The $1.21 million tab is being picked up by the U.S. Department of Agriculture Rural Utilities Service.
“It’s a great achievement when you get the federal government to pay for everything,” Chairman Tony Reyes noted.
Acting as the board of directors for the El Prado Estates Improvement District, the Yuma County supervisors adopted a resolution declaring its intention to construct the sewer line. The federal grant will cover the cost of the new 1.5-mile, 3-inch diameter force main that will connect to the lift station at The Terraces.
The county anticipates that this will reduce annual operation and maintenance costs to the residents, reduce emergency failure costs that continue to plague the district, simplify operations with a single-user force main and improve relations with the city of Yuma, according to a staff report.
The engineering design of the proposed new force main is currently under review with Rural Development and expected to go to bid by the end of August. Construction is anticipated for the end of the year or beginning of 2018.
At the recommendation
of Gust Rosenfeld, the district’s legal counsel, a new resolution was prepared to reserve the district’s rights in the event that the total amount of the grant is insufficient to complete the work.
The district is located in the area of Highway 95 and Araby Road and includes El Prado Mobile Home Park and the Sierra Pacific Mobile Home Park. The district owns and operates a joint-use force main from the El Prado Pump Station and the Sierra Pacific Pump Station. The force main is a 6-inch diameter pipeline that is about 19,000 feet long.
The county has been dealing with a stinky problem in the area for years. A pipeline originally discharged to a manhole at the top of the bluff on East 16th Street, just inside the city. In 2005 the city constructed a new manhole for the pipeline connection at the bottom of the bluff, just south of 16th Street on Pacific Avenue.
After receiving odor complaints in the area in the spring of 2007, the city started monitoring hydrogen sulfide gas emissions.
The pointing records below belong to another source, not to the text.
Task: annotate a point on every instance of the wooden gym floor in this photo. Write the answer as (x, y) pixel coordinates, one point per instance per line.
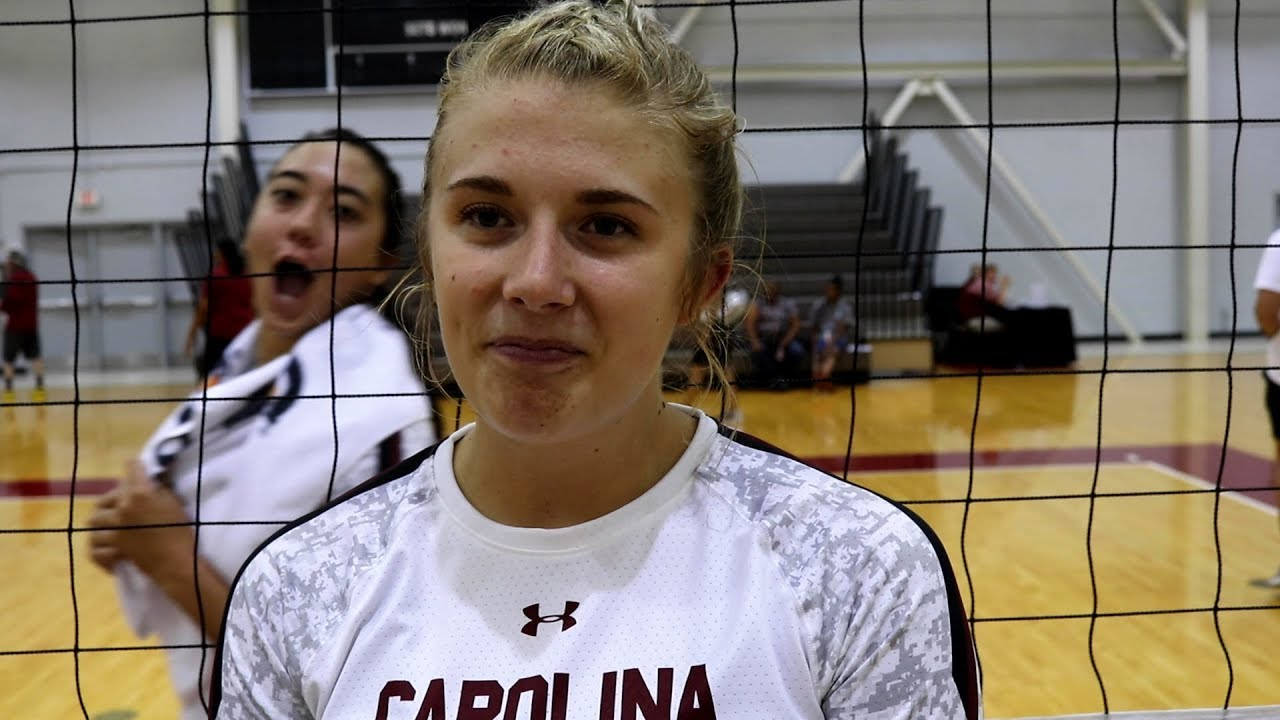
(1023, 452)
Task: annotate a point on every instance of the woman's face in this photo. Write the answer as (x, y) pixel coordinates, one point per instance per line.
(309, 205)
(560, 226)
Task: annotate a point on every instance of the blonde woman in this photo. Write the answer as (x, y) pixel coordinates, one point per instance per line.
(585, 548)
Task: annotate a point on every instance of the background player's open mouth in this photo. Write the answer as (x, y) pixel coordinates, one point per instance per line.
(292, 278)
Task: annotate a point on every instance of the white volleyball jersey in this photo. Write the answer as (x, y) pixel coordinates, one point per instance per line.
(743, 586)
(1269, 278)
(259, 450)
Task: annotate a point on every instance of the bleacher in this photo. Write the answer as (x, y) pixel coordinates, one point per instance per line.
(880, 235)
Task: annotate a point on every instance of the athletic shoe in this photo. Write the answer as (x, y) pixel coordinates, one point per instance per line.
(1267, 583)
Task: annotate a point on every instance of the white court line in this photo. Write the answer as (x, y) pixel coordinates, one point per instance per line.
(1205, 484)
(1132, 460)
(982, 468)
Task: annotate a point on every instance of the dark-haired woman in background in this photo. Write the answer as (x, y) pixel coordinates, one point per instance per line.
(315, 396)
(224, 308)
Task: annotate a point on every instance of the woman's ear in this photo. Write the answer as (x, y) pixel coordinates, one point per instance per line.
(713, 283)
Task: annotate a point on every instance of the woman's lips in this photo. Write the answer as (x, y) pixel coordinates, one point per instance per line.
(292, 278)
(536, 351)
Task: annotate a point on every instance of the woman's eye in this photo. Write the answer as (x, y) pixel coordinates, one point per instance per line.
(608, 227)
(483, 217)
(284, 195)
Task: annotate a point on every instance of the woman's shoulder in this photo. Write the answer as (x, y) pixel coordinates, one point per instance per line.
(329, 546)
(807, 509)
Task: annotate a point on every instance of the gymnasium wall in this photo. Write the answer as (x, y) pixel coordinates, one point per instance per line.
(145, 82)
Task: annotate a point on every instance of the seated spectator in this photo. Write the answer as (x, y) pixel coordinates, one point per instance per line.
(982, 299)
(772, 326)
(831, 322)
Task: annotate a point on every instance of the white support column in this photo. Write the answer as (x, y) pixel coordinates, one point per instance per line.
(1196, 187)
(1176, 41)
(686, 21)
(225, 73)
(895, 110)
(1028, 200)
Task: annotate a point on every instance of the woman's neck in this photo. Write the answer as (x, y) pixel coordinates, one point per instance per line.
(562, 484)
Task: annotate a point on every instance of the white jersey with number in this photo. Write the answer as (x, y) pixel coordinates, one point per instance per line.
(1269, 278)
(257, 450)
(743, 586)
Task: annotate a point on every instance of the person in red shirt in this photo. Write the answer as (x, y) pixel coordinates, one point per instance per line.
(22, 331)
(224, 309)
(984, 294)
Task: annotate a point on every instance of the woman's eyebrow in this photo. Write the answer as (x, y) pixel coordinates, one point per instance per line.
(300, 177)
(607, 196)
(594, 196)
(484, 183)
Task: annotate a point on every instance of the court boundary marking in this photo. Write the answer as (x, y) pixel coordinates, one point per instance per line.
(1192, 463)
(1205, 484)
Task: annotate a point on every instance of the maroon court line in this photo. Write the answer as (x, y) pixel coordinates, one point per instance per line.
(1240, 469)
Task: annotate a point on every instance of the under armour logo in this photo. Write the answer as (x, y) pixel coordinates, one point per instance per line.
(535, 618)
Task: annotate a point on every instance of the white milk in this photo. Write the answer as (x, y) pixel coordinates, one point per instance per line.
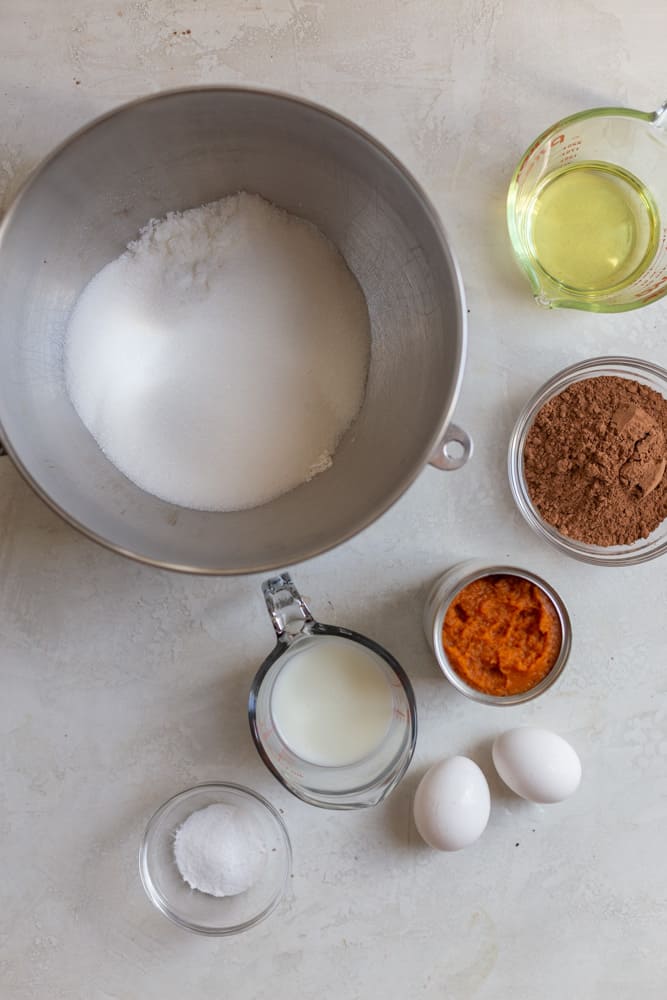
(332, 702)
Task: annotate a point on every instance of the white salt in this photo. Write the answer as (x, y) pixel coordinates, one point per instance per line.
(219, 851)
(219, 360)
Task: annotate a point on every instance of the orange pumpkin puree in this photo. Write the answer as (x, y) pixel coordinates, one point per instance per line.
(501, 634)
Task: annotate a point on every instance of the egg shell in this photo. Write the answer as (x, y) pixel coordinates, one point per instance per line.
(452, 804)
(537, 764)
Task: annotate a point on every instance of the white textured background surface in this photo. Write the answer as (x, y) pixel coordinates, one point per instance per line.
(122, 685)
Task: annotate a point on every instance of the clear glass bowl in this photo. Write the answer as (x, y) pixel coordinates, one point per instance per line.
(613, 555)
(442, 594)
(197, 911)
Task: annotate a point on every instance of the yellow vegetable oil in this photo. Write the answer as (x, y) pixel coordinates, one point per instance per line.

The city discovered that sewage discharge from the pipeline was generating excessive hydrogen sulfide in the city’s wastewater collection system.
The city asked El Prado and Sierra Pacific to come up with a permanent solution or they could face prosecution under the city’s industrial pre-treatment ordinance, staff said.
Numerous meetings were held among the district, the district’s engineer, mobile home park representatives and the city.
Stantec Consulting prepared a study in 2008 to evaluate various options. The city conducted various chemical pilot studies to determine the most appropriate method for reducing the hydrogen sulfide concentrations.
Subsequently, all parties compromised on construction of a ferrous chloride chemical feed injection system, and USDA Rural Development agreed to fund it since the cost to the mobile home parks would have been “astronomical.”
However, in 2013, the supervisors learned they would receive a $1.21 million grant from Rural Development for construction of the new force main, replacing the previous plan for construction of a chemical feed injection system.